Jack Nicholson
Jack et John Huston s’entendaient toujours bien. Ils adoraient passer du temps ensemble, discuter de boxe et d’art. Jack ne cherchait pas à cacher qu’il considérait John comme l’un de ses pères de substitution. (« Il fait partie des personnes dont je recherche l’approbation. ») Il aimait à se définir comme le « beau-fils » de Huston.

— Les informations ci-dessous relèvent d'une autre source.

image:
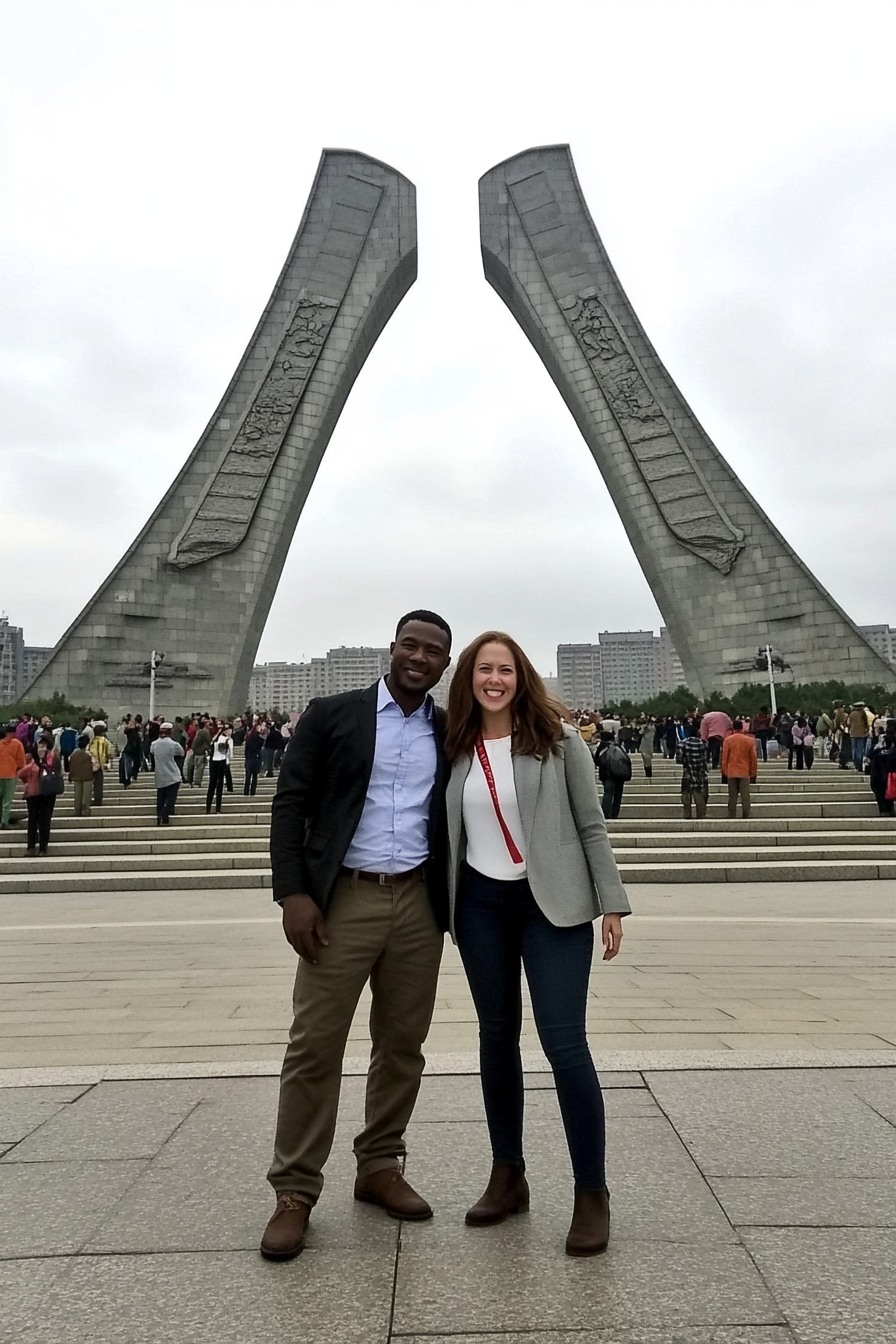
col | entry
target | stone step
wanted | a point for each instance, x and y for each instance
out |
(179, 863)
(204, 878)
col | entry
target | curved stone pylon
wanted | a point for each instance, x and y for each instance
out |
(199, 581)
(722, 574)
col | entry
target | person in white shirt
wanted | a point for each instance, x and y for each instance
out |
(222, 753)
(529, 868)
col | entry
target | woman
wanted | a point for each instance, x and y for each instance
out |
(531, 868)
(222, 753)
(883, 766)
(40, 799)
(803, 741)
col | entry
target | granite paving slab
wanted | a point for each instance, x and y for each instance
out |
(23, 1286)
(833, 1284)
(806, 1200)
(512, 1281)
(689, 1335)
(774, 1124)
(113, 1121)
(51, 1208)
(212, 1298)
(24, 1109)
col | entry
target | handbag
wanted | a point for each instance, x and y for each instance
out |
(51, 785)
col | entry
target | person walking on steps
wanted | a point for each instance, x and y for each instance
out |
(529, 871)
(81, 764)
(739, 768)
(222, 753)
(42, 777)
(357, 858)
(12, 760)
(693, 756)
(167, 760)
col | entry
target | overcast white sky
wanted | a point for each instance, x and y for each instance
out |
(155, 160)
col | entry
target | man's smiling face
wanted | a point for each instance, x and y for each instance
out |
(419, 656)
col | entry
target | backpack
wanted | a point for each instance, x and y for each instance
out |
(618, 762)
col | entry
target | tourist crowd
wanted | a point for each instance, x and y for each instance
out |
(853, 737)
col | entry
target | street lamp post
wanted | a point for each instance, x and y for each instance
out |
(771, 682)
(155, 659)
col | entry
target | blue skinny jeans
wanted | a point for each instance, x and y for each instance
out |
(500, 929)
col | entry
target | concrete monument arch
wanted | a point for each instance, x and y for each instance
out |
(722, 574)
(199, 579)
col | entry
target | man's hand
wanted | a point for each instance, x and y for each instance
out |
(304, 928)
(611, 936)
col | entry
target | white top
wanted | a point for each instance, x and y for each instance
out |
(223, 749)
(486, 848)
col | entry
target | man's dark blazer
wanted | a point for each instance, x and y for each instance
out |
(321, 793)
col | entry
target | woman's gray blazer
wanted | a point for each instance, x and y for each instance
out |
(570, 864)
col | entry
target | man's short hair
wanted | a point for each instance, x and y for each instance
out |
(429, 617)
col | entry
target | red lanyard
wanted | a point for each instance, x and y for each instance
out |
(489, 778)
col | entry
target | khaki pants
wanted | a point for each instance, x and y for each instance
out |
(699, 797)
(386, 934)
(83, 792)
(738, 788)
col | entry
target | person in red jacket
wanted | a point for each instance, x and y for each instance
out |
(43, 762)
(739, 768)
(12, 758)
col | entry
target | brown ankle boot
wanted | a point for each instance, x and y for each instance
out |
(507, 1192)
(590, 1226)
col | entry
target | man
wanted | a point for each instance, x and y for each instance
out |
(715, 727)
(167, 758)
(739, 768)
(857, 730)
(101, 751)
(695, 780)
(81, 764)
(614, 769)
(202, 746)
(357, 855)
(12, 758)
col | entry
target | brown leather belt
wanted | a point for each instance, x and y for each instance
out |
(384, 879)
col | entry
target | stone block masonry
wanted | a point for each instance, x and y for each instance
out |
(199, 581)
(722, 574)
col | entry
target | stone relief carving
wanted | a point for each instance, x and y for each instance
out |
(669, 471)
(220, 520)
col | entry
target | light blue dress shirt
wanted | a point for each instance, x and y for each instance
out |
(394, 831)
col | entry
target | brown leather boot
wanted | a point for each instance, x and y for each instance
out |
(391, 1192)
(507, 1192)
(590, 1226)
(285, 1233)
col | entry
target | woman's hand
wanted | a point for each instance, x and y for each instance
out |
(611, 936)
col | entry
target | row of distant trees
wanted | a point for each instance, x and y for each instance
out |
(810, 696)
(61, 710)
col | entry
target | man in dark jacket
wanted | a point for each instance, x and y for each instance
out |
(357, 856)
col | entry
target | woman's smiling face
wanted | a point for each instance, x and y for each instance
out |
(495, 678)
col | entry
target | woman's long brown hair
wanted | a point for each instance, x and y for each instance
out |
(536, 717)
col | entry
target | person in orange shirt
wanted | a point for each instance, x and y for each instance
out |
(739, 768)
(12, 758)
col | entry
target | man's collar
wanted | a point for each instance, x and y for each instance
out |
(384, 698)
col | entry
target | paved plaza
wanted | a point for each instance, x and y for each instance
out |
(746, 1039)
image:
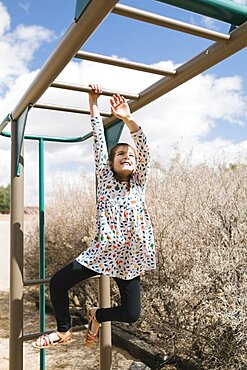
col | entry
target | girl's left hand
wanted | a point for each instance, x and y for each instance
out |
(119, 107)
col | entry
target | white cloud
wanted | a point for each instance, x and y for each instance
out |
(5, 20)
(187, 116)
(17, 48)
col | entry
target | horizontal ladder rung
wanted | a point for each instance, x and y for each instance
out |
(87, 89)
(124, 63)
(36, 335)
(63, 108)
(159, 20)
(47, 280)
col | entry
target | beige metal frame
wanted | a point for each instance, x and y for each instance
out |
(73, 40)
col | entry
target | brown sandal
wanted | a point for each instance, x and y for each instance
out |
(92, 333)
(46, 340)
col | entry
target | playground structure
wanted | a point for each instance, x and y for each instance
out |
(89, 14)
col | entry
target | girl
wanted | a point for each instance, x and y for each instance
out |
(123, 246)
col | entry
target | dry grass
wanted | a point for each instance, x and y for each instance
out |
(194, 304)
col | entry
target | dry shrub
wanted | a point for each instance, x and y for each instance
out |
(194, 303)
(197, 296)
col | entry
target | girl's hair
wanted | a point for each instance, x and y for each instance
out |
(113, 152)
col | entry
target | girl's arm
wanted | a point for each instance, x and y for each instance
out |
(121, 110)
(93, 100)
(99, 143)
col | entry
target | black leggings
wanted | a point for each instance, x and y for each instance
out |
(73, 273)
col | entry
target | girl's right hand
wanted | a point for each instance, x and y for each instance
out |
(96, 90)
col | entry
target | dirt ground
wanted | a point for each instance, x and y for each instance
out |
(73, 356)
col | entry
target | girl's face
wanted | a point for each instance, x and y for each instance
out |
(124, 163)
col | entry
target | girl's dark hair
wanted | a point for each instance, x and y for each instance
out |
(113, 152)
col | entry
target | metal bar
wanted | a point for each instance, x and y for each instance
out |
(67, 109)
(6, 120)
(54, 139)
(32, 336)
(16, 258)
(72, 41)
(225, 10)
(173, 24)
(45, 281)
(41, 248)
(87, 89)
(208, 58)
(105, 330)
(124, 63)
(36, 282)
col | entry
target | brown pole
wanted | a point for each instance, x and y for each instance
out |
(105, 331)
(16, 258)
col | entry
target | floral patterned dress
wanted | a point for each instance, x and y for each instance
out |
(123, 245)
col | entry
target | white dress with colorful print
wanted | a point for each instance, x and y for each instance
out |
(123, 245)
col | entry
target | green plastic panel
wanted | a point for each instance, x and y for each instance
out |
(224, 10)
(21, 124)
(6, 120)
(80, 7)
(112, 134)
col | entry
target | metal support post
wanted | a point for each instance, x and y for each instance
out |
(41, 248)
(16, 257)
(105, 331)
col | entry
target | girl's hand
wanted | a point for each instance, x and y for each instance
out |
(96, 91)
(119, 107)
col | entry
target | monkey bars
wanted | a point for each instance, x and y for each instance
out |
(88, 16)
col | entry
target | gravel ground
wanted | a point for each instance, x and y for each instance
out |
(73, 356)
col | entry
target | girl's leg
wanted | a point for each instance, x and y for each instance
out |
(130, 308)
(60, 283)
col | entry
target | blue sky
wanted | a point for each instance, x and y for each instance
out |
(206, 115)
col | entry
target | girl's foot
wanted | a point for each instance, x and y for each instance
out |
(93, 327)
(52, 339)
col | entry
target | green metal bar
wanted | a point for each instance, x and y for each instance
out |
(224, 10)
(78, 33)
(41, 248)
(16, 259)
(21, 124)
(6, 120)
(53, 139)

Nicholson fit une exception à sa propre règle, au début de l’année 1983, en acceptant d’apparaître à la télévision pour un hommage rendu à John Huston par l’American Film Institute présenté par Lauren Bacall. À sa table, Jack se leva et prononça quelques mots simples en l’honneur de Huston : « Tu m’as donné envie de faire ce métier et tu m’as donné envie d’essayer de le faire bien, sans trop perdre de temps. Il est évident que je te suis reconnaissant, pour l’amour de ta merveilleuse fille. Mais ce soir, je pense que tu as vraiment fait quelque chose de formidable pour moi. Il faut que j’aille mettre le renard argenté d’Ava Gardner au vestiaire. »
Quand Anjelica décrocha le rôle de Maerose, elle insista pour que Nicholson se voie octroyer celui de Charley Partanna. Son père acquiesça : il pensait que Jack pouvait et devait le faire.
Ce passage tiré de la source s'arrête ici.